I don’t know if I’ve dropped this bomb yet, but I’m two weeks in on a stage at the Grand Cafe, which is a bistro in south Minneapolis. What that means is that I’m working on a volunteer basis in order to learn how to work in a restaurant kitchen. It’s been a really positive experience so far, and I’m glad to have this opportunity. In exchange for my labor, John, the chef de cuisine, invited me to have dinner at the cafe for free!
What can I say? The meal I had last night blew me away. As each course came out, I immediately noticed little things that I had played a part in: the shredded duck, julienned pickled peppers, little leaves of frisée. It was a great feeling. I’ve never been so proud. The supreme icing on the cake was a last round of vodka shots in the Grand kitchen with the chefs. Bliss.
I didn’t take pictures, but here’s my recollection of what we had (I scribbled these down last night when I was drunk so NO GUARANTEES):
ocean trout tartare w/ truffle oil on a house-made cracker
seared scallops on a squash puree
spicy shrimp w/ pickled peppers and cheesy grits (paired with Pabst Blue Ribbon!!!)
blue cheese tart and duck confit salad
ahi tuna w/ leeks/escarole/bacon and potato puree
duck breast w/ potato gnocchi
pumpkin creme brulee
It’s a blustery day in Minneapolis, but I’m glad to be here and not at the farm, where all of my former coworkers are frantically harvesting every single fruit (i.e. peppers, tomatoes) in the field in preparation for tonight’s frost. To ease my transition into civilian life, I’ve been biking a lot to try to familiarize myself with the city. It’s definitely a pain in the ass with 27 mph winds farting in your face the whole time, LET ME TELL YA.
I worked up an appetite so I cranked it over to France 44, a huge cheese and wine shop in Edina. Owned by a fellow NYC transplant, it stocks lots of artisanal products from Brooklyn and also got really good reviews from Citypages and Chowhound.
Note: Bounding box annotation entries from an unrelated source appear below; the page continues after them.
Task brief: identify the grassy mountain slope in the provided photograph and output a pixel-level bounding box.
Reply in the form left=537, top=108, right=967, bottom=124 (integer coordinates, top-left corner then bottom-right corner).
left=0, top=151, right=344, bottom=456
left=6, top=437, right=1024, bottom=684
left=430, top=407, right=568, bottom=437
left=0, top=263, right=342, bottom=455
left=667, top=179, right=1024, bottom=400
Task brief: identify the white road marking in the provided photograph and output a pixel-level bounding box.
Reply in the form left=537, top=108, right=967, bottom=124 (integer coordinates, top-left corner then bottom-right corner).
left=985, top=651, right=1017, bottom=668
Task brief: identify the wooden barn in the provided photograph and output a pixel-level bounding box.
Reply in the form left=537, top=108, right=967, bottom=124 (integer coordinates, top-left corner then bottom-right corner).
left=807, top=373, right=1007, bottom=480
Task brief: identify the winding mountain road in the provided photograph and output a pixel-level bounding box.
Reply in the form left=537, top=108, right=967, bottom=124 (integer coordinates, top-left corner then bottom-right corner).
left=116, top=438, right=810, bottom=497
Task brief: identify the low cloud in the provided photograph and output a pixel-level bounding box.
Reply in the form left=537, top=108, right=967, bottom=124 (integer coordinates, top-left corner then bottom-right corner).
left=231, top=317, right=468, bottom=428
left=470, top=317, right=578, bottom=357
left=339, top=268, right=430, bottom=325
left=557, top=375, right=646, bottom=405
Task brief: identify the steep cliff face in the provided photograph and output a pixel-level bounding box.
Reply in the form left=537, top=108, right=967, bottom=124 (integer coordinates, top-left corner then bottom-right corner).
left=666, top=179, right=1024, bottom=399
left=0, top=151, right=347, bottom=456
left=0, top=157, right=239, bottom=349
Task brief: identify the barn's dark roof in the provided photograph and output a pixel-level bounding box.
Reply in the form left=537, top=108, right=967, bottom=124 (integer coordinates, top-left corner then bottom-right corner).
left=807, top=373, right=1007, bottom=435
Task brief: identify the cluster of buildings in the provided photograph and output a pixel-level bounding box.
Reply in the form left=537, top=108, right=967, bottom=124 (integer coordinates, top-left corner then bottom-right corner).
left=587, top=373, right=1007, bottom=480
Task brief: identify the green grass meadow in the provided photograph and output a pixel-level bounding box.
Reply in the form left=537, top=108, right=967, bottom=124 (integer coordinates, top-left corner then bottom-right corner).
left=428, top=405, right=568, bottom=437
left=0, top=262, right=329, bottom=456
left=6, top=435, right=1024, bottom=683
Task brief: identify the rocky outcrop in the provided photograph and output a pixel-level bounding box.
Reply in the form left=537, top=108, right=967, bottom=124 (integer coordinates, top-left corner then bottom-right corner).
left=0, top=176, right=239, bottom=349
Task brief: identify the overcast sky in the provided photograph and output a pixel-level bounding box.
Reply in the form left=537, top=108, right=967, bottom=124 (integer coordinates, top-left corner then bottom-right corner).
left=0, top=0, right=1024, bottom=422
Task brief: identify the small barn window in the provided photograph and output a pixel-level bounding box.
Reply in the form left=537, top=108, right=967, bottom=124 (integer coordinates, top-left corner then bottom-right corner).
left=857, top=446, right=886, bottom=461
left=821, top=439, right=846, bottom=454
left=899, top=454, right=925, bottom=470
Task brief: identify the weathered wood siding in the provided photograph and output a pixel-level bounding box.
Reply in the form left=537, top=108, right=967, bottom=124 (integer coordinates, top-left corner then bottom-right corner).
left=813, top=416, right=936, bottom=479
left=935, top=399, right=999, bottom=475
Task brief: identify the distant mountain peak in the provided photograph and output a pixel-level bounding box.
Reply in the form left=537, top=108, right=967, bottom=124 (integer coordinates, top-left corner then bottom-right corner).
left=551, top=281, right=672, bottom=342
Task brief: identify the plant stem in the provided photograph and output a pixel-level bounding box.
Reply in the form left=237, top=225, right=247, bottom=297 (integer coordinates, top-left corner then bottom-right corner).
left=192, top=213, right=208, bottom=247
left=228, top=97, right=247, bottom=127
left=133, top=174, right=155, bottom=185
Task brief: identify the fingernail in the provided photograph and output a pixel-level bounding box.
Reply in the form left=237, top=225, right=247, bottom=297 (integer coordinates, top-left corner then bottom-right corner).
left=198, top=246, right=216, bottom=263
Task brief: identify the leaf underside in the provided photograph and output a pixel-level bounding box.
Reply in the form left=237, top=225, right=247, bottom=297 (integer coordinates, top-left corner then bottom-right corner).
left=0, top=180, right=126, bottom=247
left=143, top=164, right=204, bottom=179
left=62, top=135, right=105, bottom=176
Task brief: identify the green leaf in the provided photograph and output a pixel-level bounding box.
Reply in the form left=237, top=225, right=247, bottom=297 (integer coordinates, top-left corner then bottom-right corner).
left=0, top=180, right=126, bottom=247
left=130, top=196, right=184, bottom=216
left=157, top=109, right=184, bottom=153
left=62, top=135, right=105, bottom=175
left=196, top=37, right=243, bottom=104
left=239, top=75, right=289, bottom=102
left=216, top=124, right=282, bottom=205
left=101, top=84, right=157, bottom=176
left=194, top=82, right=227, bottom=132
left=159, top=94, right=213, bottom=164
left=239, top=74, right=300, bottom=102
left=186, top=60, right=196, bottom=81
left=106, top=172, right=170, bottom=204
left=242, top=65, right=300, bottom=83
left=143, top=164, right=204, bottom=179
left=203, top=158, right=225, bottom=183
Like any good cheese shop, it has a really appealing repertoire of sandwiches that feature both novel and classic cheese + stuff combinations.
The girl working at the counter was really knowledgable and friendly — she’s even going to apprentice at a cheesemaking farm in Vermont! I stupidly forgot to introduce myself, but maybe next time. Is it weird to want cheese-loving friends? I just want to meet someone with whom I can munch on cheese plates! Is that so much to ask?!
The sandwich pictured above (set against a tumultuous Lake Harriet) is their house special, “The Cheesemonger.” It features sopressata salami, provolone cheese and a pepper & onion relish in a six-inch piece of baguette. And with the student discount (hehe) it was only 5 bucks with change! The verdict? Fuck yes. They’ve got it down.
Before you read this, you should probably check out Sandwiches You Will Like, a pretty cool (despite its tepid name) PBS documentary about the regional sandwiches of the U.S. The editing can be incomprehensible at times: Rick Sebak will flatly ask a question like, “So what’s the cheese to put on a philly cheesesteak sandwich?” and the editors will throw in 4 shots of snaggle-toothed Philadelphians exclaiming, “Cheese wiz!!” Sometimes they’ll mix things up with a “Definitely, wiz.” COOL!
Inspired by the IMDB summary of the movie, I decided to make like Slick Rick Sebak and try the Jucy Lucy on a recent trip to Minneapolis with my friend John. Is the Jucy Lucy Minneapolis’ official contribution to the regional sandwich pantheon? My dudefriend Chris, who introduced it to me, really seemed to be into the idea. In some aspects, it could serve as a somewhat snarky portrayal of Minnesotans — or at least, my stereotype-laden perception of them. The burger is, at first blush, just a straight-up burger. It’s distilled to its purest elements: a pillowy white bun, a beef patty, and maybe grilled onions if you want to be fancy. The gimmick is that the patty is filled with cheese, which, upon grilling, forms a molten core of dairy-based fat inside of the burger. There really is no other way to describe it: “molten” is a word that gets tossed around a lot in regard to this sandwich, and it fits. Biting into this sandwich hastily is like biting into Satan’s ass; it will napalm both the inside and outside of your mouth. So are Minnesotans, who are so gosh darn nice all the time, hiding a molten core of hatred for yourself and your loved ones underneath all that flannel? I wouldn’t be surprised.
In the end, this is just a burger filled with cheese. Even so, I think it’s a fitting official sandwich, given the region in question. I mean, come on, if Iowa’s bag is a pile of loose ground beef on a bun, let’s not sweat the small stuff.